Y por supuesto, El Ministerio de los Guardianes, fundación inundada de solicitudes de presos de todos los condados que quieren que les defienda. Solo aceptan los casos de personas que consideran inocentes. Y van hasta el final. Tienen su sede en un viejo almacén de Broad Street, en Savannah. Se financian a través de organizaciones sin ánimo de lucro. Nunca les sobra un dólar. 

SINOPSIS:
En la pequeña ciudad de Seabrook, Florida, un prometedor abogado llamado Keith Russo fue asesinado a tiros una noche mientras trabajaba hasta tarde en su despacho. El culpable no dejó pistas. No hubo testigos, nadie tenía un motivo. Pero la policía pronto sospechó de Quincy Miller, un joven negro que había sido cliente de Russo.
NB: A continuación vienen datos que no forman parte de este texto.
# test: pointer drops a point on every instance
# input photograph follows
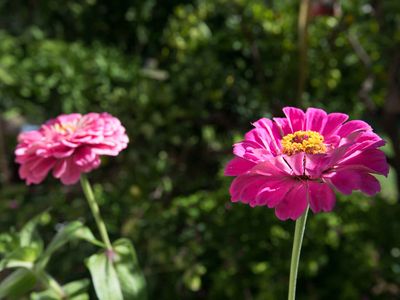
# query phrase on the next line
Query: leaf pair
(116, 274)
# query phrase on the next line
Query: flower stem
(94, 207)
(294, 264)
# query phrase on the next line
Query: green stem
(94, 207)
(294, 264)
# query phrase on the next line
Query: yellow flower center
(65, 128)
(310, 142)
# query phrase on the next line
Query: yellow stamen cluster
(310, 142)
(65, 128)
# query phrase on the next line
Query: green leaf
(29, 236)
(76, 290)
(72, 231)
(104, 277)
(21, 257)
(130, 275)
(17, 284)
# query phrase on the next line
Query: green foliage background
(187, 78)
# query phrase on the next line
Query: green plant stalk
(294, 264)
(94, 207)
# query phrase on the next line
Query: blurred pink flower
(68, 146)
(291, 162)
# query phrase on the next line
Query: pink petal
(353, 126)
(273, 131)
(322, 198)
(315, 119)
(374, 160)
(346, 181)
(294, 203)
(283, 125)
(274, 193)
(369, 185)
(245, 188)
(296, 118)
(296, 163)
(333, 122)
(238, 166)
(60, 168)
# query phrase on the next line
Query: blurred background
(187, 78)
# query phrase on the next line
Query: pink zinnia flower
(292, 162)
(68, 146)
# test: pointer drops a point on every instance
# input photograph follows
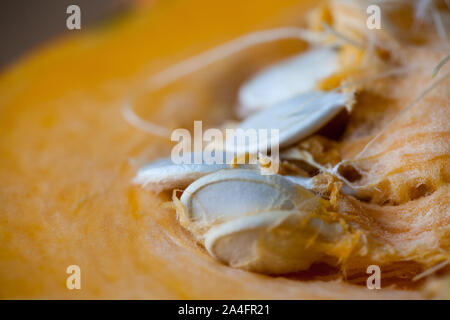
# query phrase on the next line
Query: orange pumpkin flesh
(67, 159)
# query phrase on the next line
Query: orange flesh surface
(68, 156)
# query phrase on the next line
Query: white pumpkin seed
(287, 79)
(295, 119)
(163, 174)
(234, 193)
(273, 242)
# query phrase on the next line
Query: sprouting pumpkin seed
(295, 118)
(286, 79)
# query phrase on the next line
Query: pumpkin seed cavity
(262, 223)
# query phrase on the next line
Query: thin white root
(206, 58)
(431, 270)
(179, 70)
(411, 105)
(440, 65)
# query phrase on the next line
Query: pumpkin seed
(295, 118)
(287, 79)
(163, 174)
(234, 193)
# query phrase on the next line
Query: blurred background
(26, 23)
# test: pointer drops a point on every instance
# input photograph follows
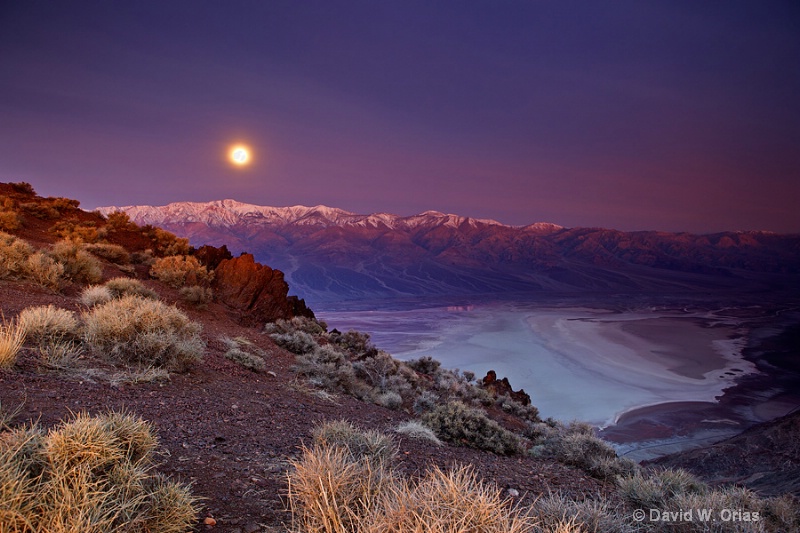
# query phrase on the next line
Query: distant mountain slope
(331, 254)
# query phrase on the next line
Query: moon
(240, 155)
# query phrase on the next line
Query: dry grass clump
(111, 252)
(79, 265)
(372, 446)
(181, 270)
(557, 512)
(95, 295)
(11, 339)
(452, 501)
(42, 324)
(576, 445)
(120, 287)
(459, 424)
(140, 331)
(333, 489)
(44, 271)
(197, 296)
(91, 474)
(238, 354)
(14, 253)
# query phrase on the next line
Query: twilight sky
(670, 115)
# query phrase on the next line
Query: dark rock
(211, 256)
(501, 387)
(257, 291)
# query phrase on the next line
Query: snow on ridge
(229, 212)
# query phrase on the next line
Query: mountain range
(329, 254)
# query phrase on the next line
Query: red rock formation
(256, 290)
(500, 387)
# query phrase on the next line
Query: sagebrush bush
(459, 424)
(44, 271)
(416, 430)
(14, 254)
(237, 353)
(372, 446)
(140, 331)
(297, 342)
(111, 252)
(11, 339)
(48, 323)
(122, 286)
(79, 265)
(95, 294)
(90, 474)
(197, 296)
(181, 270)
(9, 220)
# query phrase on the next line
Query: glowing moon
(240, 155)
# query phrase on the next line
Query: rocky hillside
(258, 377)
(330, 254)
Miller fue juzgado y condenado a cadena perpetua. Durante veintidós años languideció en prisión, manteniendo su inocencia sin que nadie lo escuchara. Desesperado, escribe una carta al Ministerio de los Guardianes, una pequeña organización sin ánimo de lucro liderada por el abogado y sacerdote episcopaliano Cullen Post. Post viaja por el país luchando contra sentencias injustas y defendiendo a clientes olvidados por el sistema. Sin embargo, en el caso de Quincy Miller encuentra obstáculos inesperados. Los asesinos de Keith Russo son personas poderosas y despiadadas, y no quieren que Miller sea exonerado. Mataron a un abogado hace veintidós años, y matarían a otro sin pensarlo dos veces.

Lee y disfruta de un fragmento de la novela.
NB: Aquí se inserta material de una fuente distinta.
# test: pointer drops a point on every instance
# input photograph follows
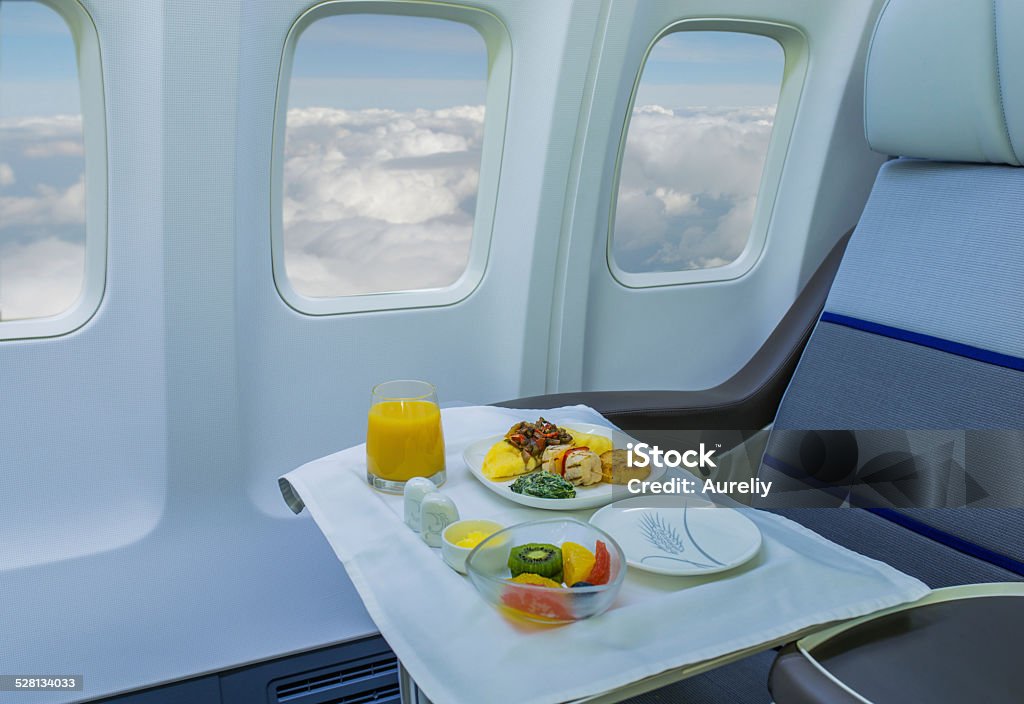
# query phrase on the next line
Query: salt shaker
(416, 489)
(436, 512)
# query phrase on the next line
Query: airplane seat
(900, 433)
(915, 371)
(908, 399)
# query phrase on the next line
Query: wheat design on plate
(664, 536)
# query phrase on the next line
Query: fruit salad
(558, 569)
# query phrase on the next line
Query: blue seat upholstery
(909, 397)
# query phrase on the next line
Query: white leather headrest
(945, 81)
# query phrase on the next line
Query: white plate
(587, 496)
(679, 535)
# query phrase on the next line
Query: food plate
(587, 496)
(679, 535)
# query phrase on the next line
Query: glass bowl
(488, 570)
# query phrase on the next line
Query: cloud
(379, 200)
(47, 206)
(54, 147)
(42, 215)
(40, 277)
(688, 186)
(383, 200)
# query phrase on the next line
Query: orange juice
(404, 440)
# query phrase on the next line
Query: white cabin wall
(695, 336)
(305, 381)
(83, 416)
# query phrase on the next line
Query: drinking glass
(403, 435)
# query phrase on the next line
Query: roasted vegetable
(532, 438)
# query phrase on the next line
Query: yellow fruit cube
(577, 563)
John Grisham © Michael Lionstar

John Grisham ©Michael Lionstar

El autor:
John Grisham nació en Jonesboro (Arkansas) en 1955. Se graduó en Derecho, ejerciendo como abogado especializado en temas de Derecho Civil y Penal. En 1989 se inició en el mundo literario con la obra Tiempo de matar pero fue con su segunda novela, “La tapadera” (1991), con la que alcanzó la popularidad. Desde entonces, la aparición de todas sus obras siguientes tales como: “El informe Pelicano” (1992), “El cliente” (1993), “El jurado” (1996), “Causa justa” (1998) entre otras, han sido recibidas con enorme entusiasmo, no sólo por parte de los lectores y críticos, sino también por la industria cinematográfica, que las ha convertido en auténticas superproducciones cinematográficas. La publicación de “La hermandad” (2000) coincidió con el anuncio de que Grisham ha sido el autor más vendido en todo el mundo durante la década de los noventa.

El libro:
Los guardianes (título original: The Guardians, 2019) ha sido publicado por la Editorial Plaza y Janés en su Colección Éxitos. Traducción de Nieves Calvino Gutiérrez. Encuadernado en tapa dura con sobrecubierta, tiene 400 páginas.

Cómpralo a través de este enlace con Casa del Libro.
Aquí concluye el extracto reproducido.